The novel begins with an elderly Nell Golightly receiving a letter from a Tahitian woman who claims to be the daughter of poet Rupert Brooke. She wants to know more about her father, not the stuff of history but the more elusive and personal details such as what his voice sounded like. Nell had known him well when she was a teenage maid at the Orchard Tea Garden in Grantchester, and what follows is a dual narrative with the voices of Nell and Rupert alternating, one perception completing or illuminating the last. Nell's insight about biography and its limits sets the tone for the book and hints at authorial intent.
"A biography is a good way to find out things but to my mind, well. It has its limits. After all, a biography is written by a person and a person does not always understand another as well as they might think. I enjoy a good biography as well as the next person but I do think they set too much store by facts and not enough by feelings."
Brooke's tenuous hold on sanity is constantly strained by his own feelings of inadequacy, his conflicted sexuality, his self-deceptions as to what defines class differences. All masked to others by charm, insouciance. And clouded in his own mind by youthful idealism as when he examines the working class reader's ability to appreciate literature in his musings about whether he dare approach the maid, Nell.

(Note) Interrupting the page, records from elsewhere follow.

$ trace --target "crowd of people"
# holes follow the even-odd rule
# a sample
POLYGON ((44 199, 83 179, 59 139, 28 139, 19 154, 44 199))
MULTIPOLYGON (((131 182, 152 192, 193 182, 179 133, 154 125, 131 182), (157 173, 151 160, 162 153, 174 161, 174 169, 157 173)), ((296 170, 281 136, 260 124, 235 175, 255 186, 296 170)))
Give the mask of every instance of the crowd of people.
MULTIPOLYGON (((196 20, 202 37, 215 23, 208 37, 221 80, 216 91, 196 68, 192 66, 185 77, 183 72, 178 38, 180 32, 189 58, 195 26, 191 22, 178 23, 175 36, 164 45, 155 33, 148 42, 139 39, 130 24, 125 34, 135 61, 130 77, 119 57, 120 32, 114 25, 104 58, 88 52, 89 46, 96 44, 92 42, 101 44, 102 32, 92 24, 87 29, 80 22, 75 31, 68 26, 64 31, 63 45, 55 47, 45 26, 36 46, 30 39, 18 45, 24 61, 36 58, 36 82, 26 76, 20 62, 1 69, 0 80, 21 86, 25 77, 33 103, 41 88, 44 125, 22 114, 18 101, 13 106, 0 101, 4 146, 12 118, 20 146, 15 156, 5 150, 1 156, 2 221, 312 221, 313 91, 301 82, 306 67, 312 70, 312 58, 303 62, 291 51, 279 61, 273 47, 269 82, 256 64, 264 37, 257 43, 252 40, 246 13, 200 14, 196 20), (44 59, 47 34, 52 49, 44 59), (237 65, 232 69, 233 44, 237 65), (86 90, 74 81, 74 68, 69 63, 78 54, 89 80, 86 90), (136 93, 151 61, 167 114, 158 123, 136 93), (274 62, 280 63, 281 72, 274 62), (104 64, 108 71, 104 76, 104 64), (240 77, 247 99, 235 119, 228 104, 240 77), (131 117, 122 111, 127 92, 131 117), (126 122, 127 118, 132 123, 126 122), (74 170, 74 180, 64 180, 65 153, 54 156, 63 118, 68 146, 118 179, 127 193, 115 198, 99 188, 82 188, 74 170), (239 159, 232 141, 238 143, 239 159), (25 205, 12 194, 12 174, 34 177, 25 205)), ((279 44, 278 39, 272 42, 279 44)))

"There is this strange idea that the lower classes, the people entering into the circle now of the educated, are coarsely devoid of taste, likely to swamp the whole of culture in undistinguished, raucous, stumpy arts that know no tradition. It is only natural that the tastes of the lower classes should be at present infinitely worse than ours. The amazing thing is that it is probably rather better. It is true that many Trade Unionists do not read Milton. Nor do many university men. But take the best of each. Compare the literary criticism of the Labour Leader wit that of the Saturday Review. It is enormously better, enormously readier to recognise good literature."
Brooke appears always just outside of what he wants - without as much money as most of his peers, perhaps without as much talent as some of the Bloomsbury folks with whom he plays, a great lover without a lover until he was 21. Oppressive obstructions to what his heart desires. But Nell appears the picture of sanity to him, and he wants her only to the extent that he feels he won't have her.

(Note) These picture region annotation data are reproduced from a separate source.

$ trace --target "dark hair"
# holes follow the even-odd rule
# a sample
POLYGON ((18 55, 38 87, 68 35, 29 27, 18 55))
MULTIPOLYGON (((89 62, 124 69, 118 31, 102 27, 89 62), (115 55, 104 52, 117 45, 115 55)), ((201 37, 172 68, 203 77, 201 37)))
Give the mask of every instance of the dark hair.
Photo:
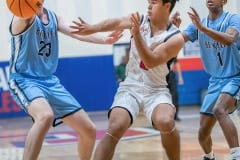
POLYGON ((174 6, 176 4, 176 1, 179 1, 179 0, 162 0, 163 4, 169 3, 169 2, 171 3, 170 12, 172 12, 172 10, 173 10, 173 8, 174 8, 174 6))

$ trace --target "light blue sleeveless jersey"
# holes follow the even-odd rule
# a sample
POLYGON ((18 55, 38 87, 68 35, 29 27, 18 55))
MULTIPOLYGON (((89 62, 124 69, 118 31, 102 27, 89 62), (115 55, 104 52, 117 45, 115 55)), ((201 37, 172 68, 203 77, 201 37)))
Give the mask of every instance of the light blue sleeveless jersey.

"There is something so choking, so suffocating, about being adored. The oxygen of indifference is what I need: it surely makes my heart pump healthily. I am a Poet, so I must be the one doing the loving. The Great Lover, that’s me, not the beloved. The beloved is despicable. That’s the role of a girl."

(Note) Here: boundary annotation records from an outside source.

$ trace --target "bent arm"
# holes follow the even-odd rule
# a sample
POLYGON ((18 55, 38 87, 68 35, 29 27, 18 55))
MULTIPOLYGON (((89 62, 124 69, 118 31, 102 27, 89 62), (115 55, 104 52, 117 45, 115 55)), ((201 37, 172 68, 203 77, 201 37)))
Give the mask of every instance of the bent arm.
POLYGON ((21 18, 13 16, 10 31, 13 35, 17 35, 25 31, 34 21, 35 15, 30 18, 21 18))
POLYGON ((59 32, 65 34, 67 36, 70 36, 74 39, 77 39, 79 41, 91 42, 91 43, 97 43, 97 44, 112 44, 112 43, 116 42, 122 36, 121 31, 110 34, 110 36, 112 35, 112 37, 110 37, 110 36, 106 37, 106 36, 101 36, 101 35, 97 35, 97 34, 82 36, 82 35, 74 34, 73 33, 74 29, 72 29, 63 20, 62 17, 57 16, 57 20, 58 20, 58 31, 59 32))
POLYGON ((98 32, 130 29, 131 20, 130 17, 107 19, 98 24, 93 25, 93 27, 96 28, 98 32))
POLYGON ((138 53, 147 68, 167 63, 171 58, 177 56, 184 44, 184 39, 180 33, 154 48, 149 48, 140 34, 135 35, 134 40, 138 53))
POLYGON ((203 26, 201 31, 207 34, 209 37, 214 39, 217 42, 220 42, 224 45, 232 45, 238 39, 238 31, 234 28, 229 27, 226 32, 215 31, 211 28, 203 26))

Nell's longings are also disguised but she is the master of her practical world. Rupert attempts to master his existence through abandon whether that be by swimming au natural in Byron's Pool or by falling in love for the sheer risk of rejection or by planning to write that to which he is unattached.
There is such subtlety of emotion here. This is really a beautifully imagined and written novel. And goes so far beyond an idealized portrait of a beautiful young poet whose life was cut short. You should give it a try. First to comment and request it below, can have my copy. Claim it and then email me with your shipping address.
For synopsis and links to other reviews on this TLC Book Tours event, please click here.
(As an aside, I think that the cover is all wrong for this book. Read the poem, "The Great Lover," in the back of this edition for clarification. The cover image definitely gives an incorrect impression of the novel.)